I mercati hanno accolto con tranquillità l’esito del primo turno elettorale francese. C’è stata un po’ di volatilità, certo. Nessuna slavina provocata, però, dalla vittoria della destra. È solo il primo turno ovviamente. L’esito effettivo bisognerà attenderlo tra una settimana. Il 7 luglio si saprà se la Francia ha, politicamente, virato a destra; o se magari il “blocco repubblicano” invocato dal presidente Emmanuel Macron avrà funzionato. Perché i mercati si sono dimostrati tranquilli? Ci sono due letture. La prima: il Rassemblement National di Marine Le Pen ha ottenuto poco più del 33 per cento che, al momento, rende complicato conquistare la maggioranza assoluta nell’assemblea legislativa. Se anche il delfino di Le Pen, Jordan Bardella, dovesse essere chiamato a svolgere il ruolo di primo ministro avrà comunque bisogno di voti di altri partiti per ottenere la fiducia al proprio esecutivo. Il che renderebbe meno “estreme” le politiche di bilancio che la destra lepeniana potrebbe portare avanti.

Lo scenario

La seconda lettura riguarda proprio il giovane Bardella. Nella dichiarazione resa domenica sera, infatti, ha assicurato cooperazione e massimo rispetto al presidente Macron nel caso di nomina a primo ministro. Anche questo è un elemento di rassicurazione perché evita fughe “estreme” verso politiche che potrebbero mettere a soqquadro la Francia. Nelle stanze degli operatori finanziari, però, avanza un nuovo timore che per il momento non viene esplicitato. Semmai dovesse vincere “il fronte repubblicano” invocato da Macron che ne sarà dei conti pubblici francesi. Il fronte repubblicano vedremmo un’alleanza tra i macroniani e i rappresentanti del Nuovo Fronte Popolare, cioè la sinistra unita. Il Nuovo Fronte Popolare è composto dalla lista di Place publique e del Partito socialista guidata da Raphaël Glucksmann, il Partito comunista, Europe Écologie Les Verts (partito ecologista) e La France Insoumise di Jean-Luc Mélenchon. Tra le misure che vorrebbero immediatamente introdurre, c’è l’aumento del salario minimo a 2mila euro lordi al mese, cioè a 1.600 euro netti (dal primo gennaio di quest’anno è a 1.400 euro netti al mese).

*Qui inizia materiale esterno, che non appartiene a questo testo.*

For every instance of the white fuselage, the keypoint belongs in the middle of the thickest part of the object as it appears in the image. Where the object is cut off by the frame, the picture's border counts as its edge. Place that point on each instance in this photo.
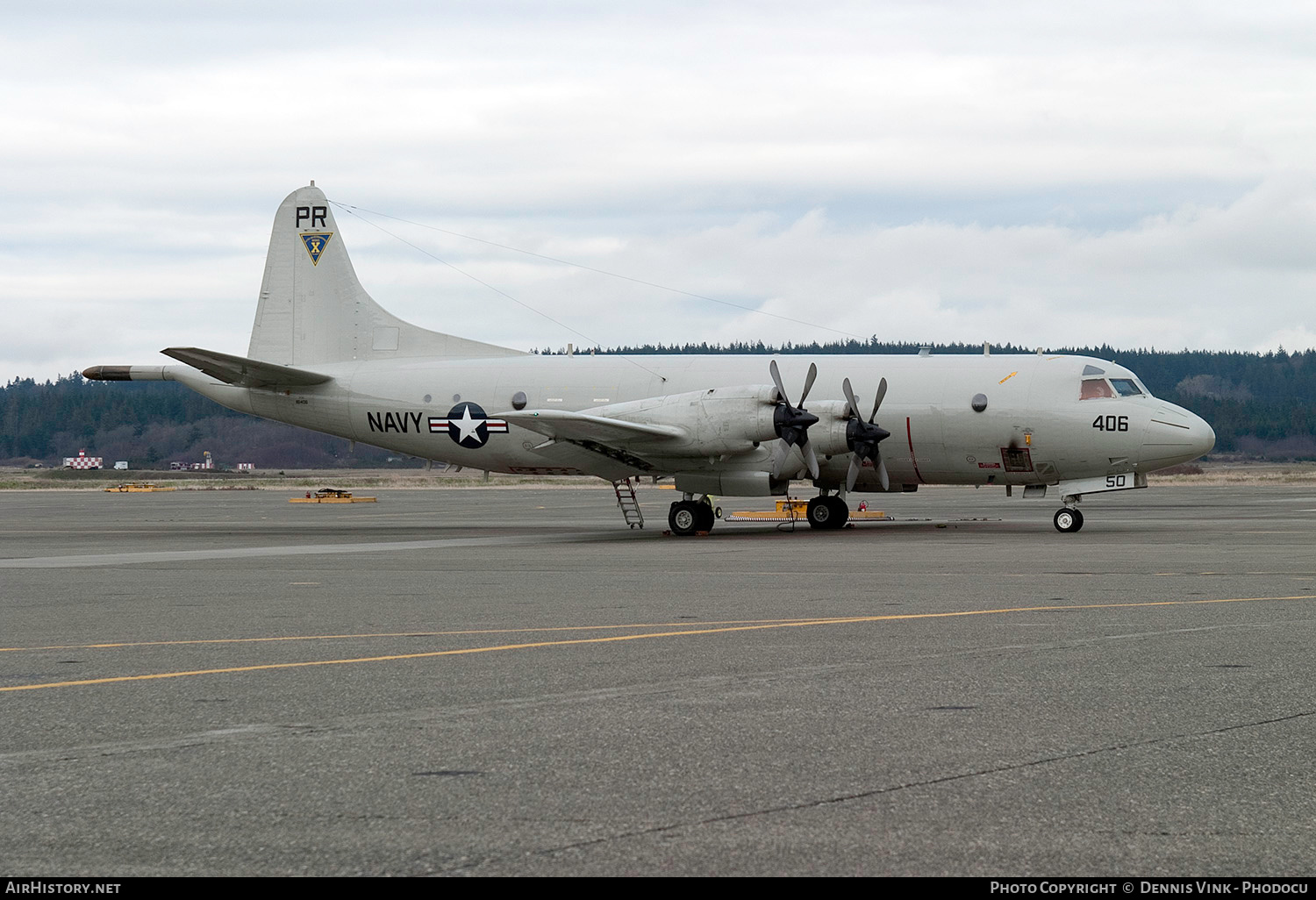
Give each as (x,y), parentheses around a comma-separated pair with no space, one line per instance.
(1034,429)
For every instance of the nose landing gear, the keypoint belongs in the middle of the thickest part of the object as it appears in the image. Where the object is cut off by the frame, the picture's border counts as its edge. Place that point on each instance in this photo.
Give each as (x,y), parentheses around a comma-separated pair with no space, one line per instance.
(687,518)
(1069,520)
(828,511)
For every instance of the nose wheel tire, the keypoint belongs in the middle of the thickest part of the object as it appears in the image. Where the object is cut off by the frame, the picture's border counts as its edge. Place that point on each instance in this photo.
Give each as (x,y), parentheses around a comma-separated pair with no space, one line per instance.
(687,518)
(1069,520)
(828,512)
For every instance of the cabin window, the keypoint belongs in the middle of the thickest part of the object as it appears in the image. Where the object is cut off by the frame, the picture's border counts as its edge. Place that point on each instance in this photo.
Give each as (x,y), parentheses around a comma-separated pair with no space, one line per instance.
(1018,460)
(1094,389)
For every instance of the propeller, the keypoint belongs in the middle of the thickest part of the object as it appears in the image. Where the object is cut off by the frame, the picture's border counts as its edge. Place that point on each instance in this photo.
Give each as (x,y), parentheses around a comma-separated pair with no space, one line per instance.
(865,436)
(792,423)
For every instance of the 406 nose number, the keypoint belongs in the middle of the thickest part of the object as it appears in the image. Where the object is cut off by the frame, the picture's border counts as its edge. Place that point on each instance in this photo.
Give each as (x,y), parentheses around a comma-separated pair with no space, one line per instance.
(1111,423)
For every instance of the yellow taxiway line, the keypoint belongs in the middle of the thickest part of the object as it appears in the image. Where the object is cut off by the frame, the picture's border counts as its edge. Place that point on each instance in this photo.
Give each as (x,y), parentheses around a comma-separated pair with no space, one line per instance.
(640,637)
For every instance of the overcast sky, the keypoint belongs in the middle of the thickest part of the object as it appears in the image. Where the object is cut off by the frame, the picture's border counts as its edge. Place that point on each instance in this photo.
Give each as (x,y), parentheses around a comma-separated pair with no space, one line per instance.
(1136,174)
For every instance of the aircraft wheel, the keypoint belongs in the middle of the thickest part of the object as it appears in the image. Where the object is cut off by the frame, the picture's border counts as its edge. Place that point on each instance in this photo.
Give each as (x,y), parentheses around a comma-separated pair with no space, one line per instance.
(826,512)
(840,512)
(1069,520)
(683,518)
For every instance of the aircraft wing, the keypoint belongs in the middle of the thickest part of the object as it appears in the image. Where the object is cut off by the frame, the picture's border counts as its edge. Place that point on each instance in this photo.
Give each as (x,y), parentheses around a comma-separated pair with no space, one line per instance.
(242,371)
(565,425)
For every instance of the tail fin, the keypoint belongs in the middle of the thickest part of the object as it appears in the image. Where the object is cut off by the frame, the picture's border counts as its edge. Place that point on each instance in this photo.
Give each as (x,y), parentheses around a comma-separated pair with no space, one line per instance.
(313,310)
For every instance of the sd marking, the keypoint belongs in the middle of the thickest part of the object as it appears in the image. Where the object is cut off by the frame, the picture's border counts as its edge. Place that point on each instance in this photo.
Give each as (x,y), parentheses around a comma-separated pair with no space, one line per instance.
(316,244)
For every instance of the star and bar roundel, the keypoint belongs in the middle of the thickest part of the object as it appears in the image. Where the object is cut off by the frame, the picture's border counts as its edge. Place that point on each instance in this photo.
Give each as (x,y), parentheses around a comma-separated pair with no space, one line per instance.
(468,425)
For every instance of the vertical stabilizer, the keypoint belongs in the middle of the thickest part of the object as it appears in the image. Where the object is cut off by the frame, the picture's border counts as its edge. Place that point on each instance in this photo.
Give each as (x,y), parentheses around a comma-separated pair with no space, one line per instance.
(313,310)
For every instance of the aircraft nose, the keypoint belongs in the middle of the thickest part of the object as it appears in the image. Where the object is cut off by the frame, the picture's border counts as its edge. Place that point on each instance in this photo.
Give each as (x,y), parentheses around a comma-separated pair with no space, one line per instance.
(1202,436)
(1176,436)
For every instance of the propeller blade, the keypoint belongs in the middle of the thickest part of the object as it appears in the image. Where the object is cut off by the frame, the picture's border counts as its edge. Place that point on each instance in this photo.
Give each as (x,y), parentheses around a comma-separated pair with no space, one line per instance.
(849,397)
(853,475)
(808,382)
(810,458)
(776,381)
(882,392)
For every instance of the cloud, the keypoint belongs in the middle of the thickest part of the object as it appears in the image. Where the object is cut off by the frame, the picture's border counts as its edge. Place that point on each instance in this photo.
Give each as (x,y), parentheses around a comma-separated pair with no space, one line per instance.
(942,171)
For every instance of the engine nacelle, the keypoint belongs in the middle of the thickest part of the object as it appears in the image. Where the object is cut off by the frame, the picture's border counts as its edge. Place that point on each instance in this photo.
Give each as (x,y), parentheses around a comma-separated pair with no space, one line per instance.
(829,434)
(716,421)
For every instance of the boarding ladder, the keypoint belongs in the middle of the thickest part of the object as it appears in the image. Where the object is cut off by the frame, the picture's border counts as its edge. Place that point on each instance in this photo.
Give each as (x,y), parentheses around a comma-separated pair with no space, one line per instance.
(629,504)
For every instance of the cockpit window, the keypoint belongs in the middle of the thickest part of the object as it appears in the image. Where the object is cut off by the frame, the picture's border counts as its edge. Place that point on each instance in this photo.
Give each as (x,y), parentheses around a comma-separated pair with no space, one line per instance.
(1094,389)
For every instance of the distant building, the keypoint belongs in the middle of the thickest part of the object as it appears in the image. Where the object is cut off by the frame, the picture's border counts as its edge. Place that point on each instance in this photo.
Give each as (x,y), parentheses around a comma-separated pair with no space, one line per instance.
(83,461)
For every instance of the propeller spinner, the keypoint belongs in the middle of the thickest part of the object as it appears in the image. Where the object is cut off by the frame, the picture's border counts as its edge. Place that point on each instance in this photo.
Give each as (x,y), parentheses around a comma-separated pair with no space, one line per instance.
(792,423)
(865,436)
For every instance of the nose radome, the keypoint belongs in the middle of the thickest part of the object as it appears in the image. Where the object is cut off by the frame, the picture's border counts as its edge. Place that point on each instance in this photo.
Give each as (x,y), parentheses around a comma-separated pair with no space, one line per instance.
(1203,436)
(1176,436)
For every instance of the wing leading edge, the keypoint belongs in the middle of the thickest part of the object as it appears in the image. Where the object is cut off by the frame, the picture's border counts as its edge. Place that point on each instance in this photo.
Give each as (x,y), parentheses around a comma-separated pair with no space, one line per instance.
(242,371)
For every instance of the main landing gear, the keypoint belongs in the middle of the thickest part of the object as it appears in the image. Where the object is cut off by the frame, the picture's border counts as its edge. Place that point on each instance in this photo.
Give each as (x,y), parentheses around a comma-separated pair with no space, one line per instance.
(1069,520)
(689,516)
(828,511)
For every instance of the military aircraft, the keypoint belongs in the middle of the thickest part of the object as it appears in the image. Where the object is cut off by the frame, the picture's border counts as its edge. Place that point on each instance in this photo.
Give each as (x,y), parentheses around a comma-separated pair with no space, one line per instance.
(325,355)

Non solo, nei primi quindici giorni di governo il Nuovo Fronte Popolare vorrebbe imporre un prezzo calmierato per i beni di prima necessità e per il carburante. Tutte queste azioni avrebbe un impatto enorme sul bilancio pubblico francese. Senza contare che il principale intervento della sinistra sarebbe l’abolizione della riforma delle pensioni approvata da Macron lo scorso anno che fa salire l’età minima per ritirarsi da lavoro da 62 a 64 anni a partire dal 2030. Su queste riforme ci sarebbero due questioni: le accetterebbe il Presidente della Repubblica Macron? Abolire la riforma delle pensioni non sarebbe per lui uno smacco troppo forte? E soprattutto: con quali soldi la Francia potrebbe supportare questi interventi? Non bisogna dimenticare che Parigi conta il debito pubblico, in valori assoluti, più alto d’Europa: 3.101 miliardi di euro.

L’analisi del deficit

Senza contare il rapporto Debito-Pil in salita, vicino oramai al 110 per cento. Ciò che preoccupa molto, però, è anche il deficit quest’anno sarà oltre il 5 per cento, uno dei valori più alti del vecchio Continente. Alla luce di questi numeri è evidente che in Francia, come in Italia, si sta configurando un enorme problema di conti pubblici. Con quali soldi, ad esempio, il Nuovo Fronte Popolare finanzierà la costruzione di un milione di alloggi nei prossimi cinque anni? O con quali risorse si finanzierà il piano per cambiare il sistema di accoglienza dei migranti? Sono tutti questi elementi che destano non poche preoccupazioni tra gli addetti ai lavori che guardano con apprensione a cosa accadrà il prossimo 7 luglio.